In Österreich sind zuletzt immer wieder Forderungen nach einer Übergewinnsteuer auf Energiekonzerne laut geworden, unter anderem von Finanzminister Markus Marterbauer (SPÖ). Eine aktuelle Studie des Zentrum für Europäische Wirtschaftsforschung (ZEW) Mannheim kam jetzt jedoch zu dem Schluss, dass eine solche Steuer bisher wenig wirksam war.
So habe die Besteuerung von Übergewinnen im europäischen Strommarkt 2022 beispielsweise erhebliche Einnahmen generiert, sei aber weit hinter den Erwartungen geblieben, schrieben die Wissenschaftlerinnen und Wissenschaftler.
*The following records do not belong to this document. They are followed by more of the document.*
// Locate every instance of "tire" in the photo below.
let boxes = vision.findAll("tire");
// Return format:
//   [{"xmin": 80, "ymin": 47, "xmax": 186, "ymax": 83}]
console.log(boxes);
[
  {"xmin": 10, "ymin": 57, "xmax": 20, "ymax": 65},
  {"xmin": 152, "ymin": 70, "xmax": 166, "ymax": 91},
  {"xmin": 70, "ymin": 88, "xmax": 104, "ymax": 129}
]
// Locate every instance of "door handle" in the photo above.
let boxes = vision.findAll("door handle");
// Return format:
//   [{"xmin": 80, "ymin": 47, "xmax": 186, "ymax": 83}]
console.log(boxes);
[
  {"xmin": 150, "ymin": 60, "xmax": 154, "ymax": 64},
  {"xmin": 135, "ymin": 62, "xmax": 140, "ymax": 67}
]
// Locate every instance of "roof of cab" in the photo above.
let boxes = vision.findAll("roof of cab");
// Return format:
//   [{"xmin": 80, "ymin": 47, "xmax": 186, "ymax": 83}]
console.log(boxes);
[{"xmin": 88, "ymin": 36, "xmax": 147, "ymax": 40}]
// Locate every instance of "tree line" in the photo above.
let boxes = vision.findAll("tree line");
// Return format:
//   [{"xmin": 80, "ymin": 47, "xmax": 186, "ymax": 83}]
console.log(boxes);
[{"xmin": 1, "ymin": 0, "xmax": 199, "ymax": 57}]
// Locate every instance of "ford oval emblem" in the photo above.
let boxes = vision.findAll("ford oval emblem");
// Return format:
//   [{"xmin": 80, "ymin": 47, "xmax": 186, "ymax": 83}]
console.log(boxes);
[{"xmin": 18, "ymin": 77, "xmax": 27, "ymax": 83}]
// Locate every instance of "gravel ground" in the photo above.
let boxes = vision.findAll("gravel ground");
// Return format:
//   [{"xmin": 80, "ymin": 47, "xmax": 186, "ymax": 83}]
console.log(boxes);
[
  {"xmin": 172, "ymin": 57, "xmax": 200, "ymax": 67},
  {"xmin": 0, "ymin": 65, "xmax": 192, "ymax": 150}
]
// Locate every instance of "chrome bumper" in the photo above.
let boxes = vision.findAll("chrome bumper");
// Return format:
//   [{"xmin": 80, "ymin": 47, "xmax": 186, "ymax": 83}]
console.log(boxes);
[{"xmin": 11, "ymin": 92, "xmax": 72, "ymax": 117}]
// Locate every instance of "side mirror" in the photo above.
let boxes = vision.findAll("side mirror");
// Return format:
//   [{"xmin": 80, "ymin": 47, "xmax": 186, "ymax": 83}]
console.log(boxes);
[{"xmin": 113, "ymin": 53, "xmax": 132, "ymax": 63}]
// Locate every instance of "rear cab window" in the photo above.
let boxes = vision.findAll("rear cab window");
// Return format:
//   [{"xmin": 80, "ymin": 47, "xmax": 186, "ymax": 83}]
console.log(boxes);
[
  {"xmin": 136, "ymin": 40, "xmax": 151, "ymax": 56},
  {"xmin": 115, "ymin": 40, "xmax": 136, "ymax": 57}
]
Die EU-„Übergewinnsteuer“ wurde erstmals während der Energiekrise nach Beginn des Ukraine-Kriegs 2022 eingeführt. Mit den zusätzlichen Einnahmen sollten Entlastungsmaßnahmen für die Bevölkerung und Unternehmen finanziert werden.
Die konkrete Höhe der Einnahmen sei je nach Mitgliedstaat sehr unterschiedlich ausgefallen, schrieb das ZEW. Profitiert haben vor allem Frankreich und Belgien. Insgesamt hätte etwa ein Viertel (24 Prozent) der staatlichen Unterstützungsmaßnahmen zur Abfederung der Energiekrise gedeckt werden können. In vielen Staaten seien die Strompreise nach dem Höhepunkt der Krise 2022 schnell wieder gesunken. „Entscheidend für den fiskalischen Erfolg ist somit ein präzises Timing der Maßnahme – idealerweise während der Hochpreisphase“, heißt es.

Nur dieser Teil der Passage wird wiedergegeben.